Most everyone in a real estate deal understands the need for Property Management.
We know the property will require routine maintenance. And that the residents will need to be managed.
What is less understood is the term Asset Management. And how it differs from Property Management.
So let’s clear that up right now.
What Is Property Management?
To get on the same page, this is how we identify Property Management:
Running the day-to-day operations of the property, such that it maintains value.
Like we said above, this boils down to a focus on, and intimately dealing with, the physical aspects of the property itself as well as the tenants who reside at that property.
It is people and service-oriented.
Finally, the Property Manager is tasked with executing the plan devised by the Asset Manager.
What Is Asset Management?
Asset Management is the long-term focus on maximizing the value of the property, as well as the return on investment.
Before we go into further detail, let’s take a very simple example of wages. The PM team gets paid a wage to run the property. Whether the property value stays the same or goes up wildly, they still get paid that wage to do their job. Their incentive is different than the investor’s incentive. You (the investor) would prefer the value of the property to increase in addition to the normal cash-flowing aspects of the property. And that is where the incentive of the Asset Manager lies.
Asset Management, then, drives ROI through:
* value-add planning (reducing expenses and increasing income)
* overseeing the Property Manager
* making and monitoring financial projections
* engineering the acquisition and disposition
The first of the three bullet points have to do with the holding period. The final point refers to the massive amount of work involved with both transactions of the deal — buying and later selling the property.
This involves:
* due diligence
* dealing with lenders
* marketing
* and more
So as you can see, the vast majority of Asset Management occurs on a higher business plan level, as opposed to the day-to-day running of the property.
Where Strategy & Tactics Meet
Everything works together, of course. But to run the most efficient real estate investment there needs to be an order or hierarchy through which the goals flow.
And the easiest way to explain that is by examining Strategy versus Tactics.
Asset Management sets the overall Strategy, which Property Management implements via Tactics. This is, of course, just a helpful way of explaining the conceptual differences (obviously a good PM team is going to have developed strategies to deal with residents and maintenance that don’t originate from the sponsors).
The business plan, the entire hold period, and the transaction moments are entirely driven by the strategies set in place by the Asset Manager. But they will all come to nothing unless the Property Manager executes day-to-day on a tactical level.

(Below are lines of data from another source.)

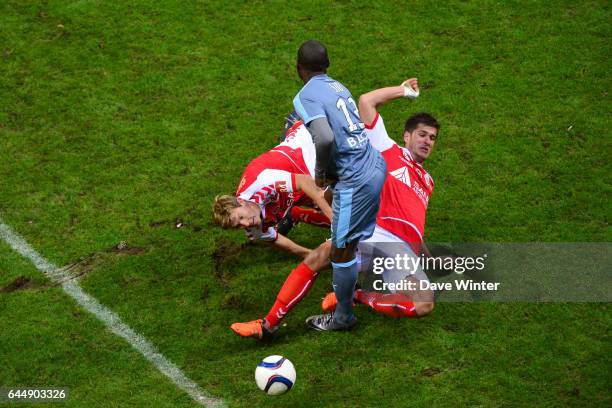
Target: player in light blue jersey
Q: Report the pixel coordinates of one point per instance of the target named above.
(346, 160)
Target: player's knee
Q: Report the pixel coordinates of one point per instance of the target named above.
(319, 258)
(423, 308)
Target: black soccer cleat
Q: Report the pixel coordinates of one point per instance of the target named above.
(326, 322)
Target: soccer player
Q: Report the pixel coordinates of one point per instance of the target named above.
(344, 156)
(399, 228)
(272, 187)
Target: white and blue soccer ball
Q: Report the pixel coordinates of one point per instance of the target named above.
(275, 375)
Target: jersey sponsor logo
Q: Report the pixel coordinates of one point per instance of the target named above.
(422, 194)
(402, 175)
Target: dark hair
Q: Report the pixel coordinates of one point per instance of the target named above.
(312, 56)
(420, 118)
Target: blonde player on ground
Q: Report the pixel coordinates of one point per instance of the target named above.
(272, 187)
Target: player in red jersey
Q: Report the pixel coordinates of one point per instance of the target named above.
(399, 226)
(274, 185)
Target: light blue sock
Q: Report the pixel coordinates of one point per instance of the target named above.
(344, 279)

As sponsors, we hire PM teams with incredible experience within a narrow field of that community and specific property. We don’t want to micromanage every little thing they do; presumably (if we’ve chosen correctly) they are a lot better at it than we would be.
But by the same token, as investors we cannot expect the PM team to then also be able to focus and excel on a wider time horizon.
That is the scope of the Asset Manager / Sponsor. To make sure the business plan meets the goals from the outset of the deal (and indeed to set those goals in the first place).
The most common example of this is when rents are raised across a stabilized property after the value-add has been implemented.
That is driven by Asset Management.
It is for reasons like this that you will often see separate fees for Asset Management and Property Management in the legal documents. Because they are for different scopes, with different responsibilities, requiring different skillsets.
But of course, as you have just read, both types of management must work in harmony to safeguard your investment.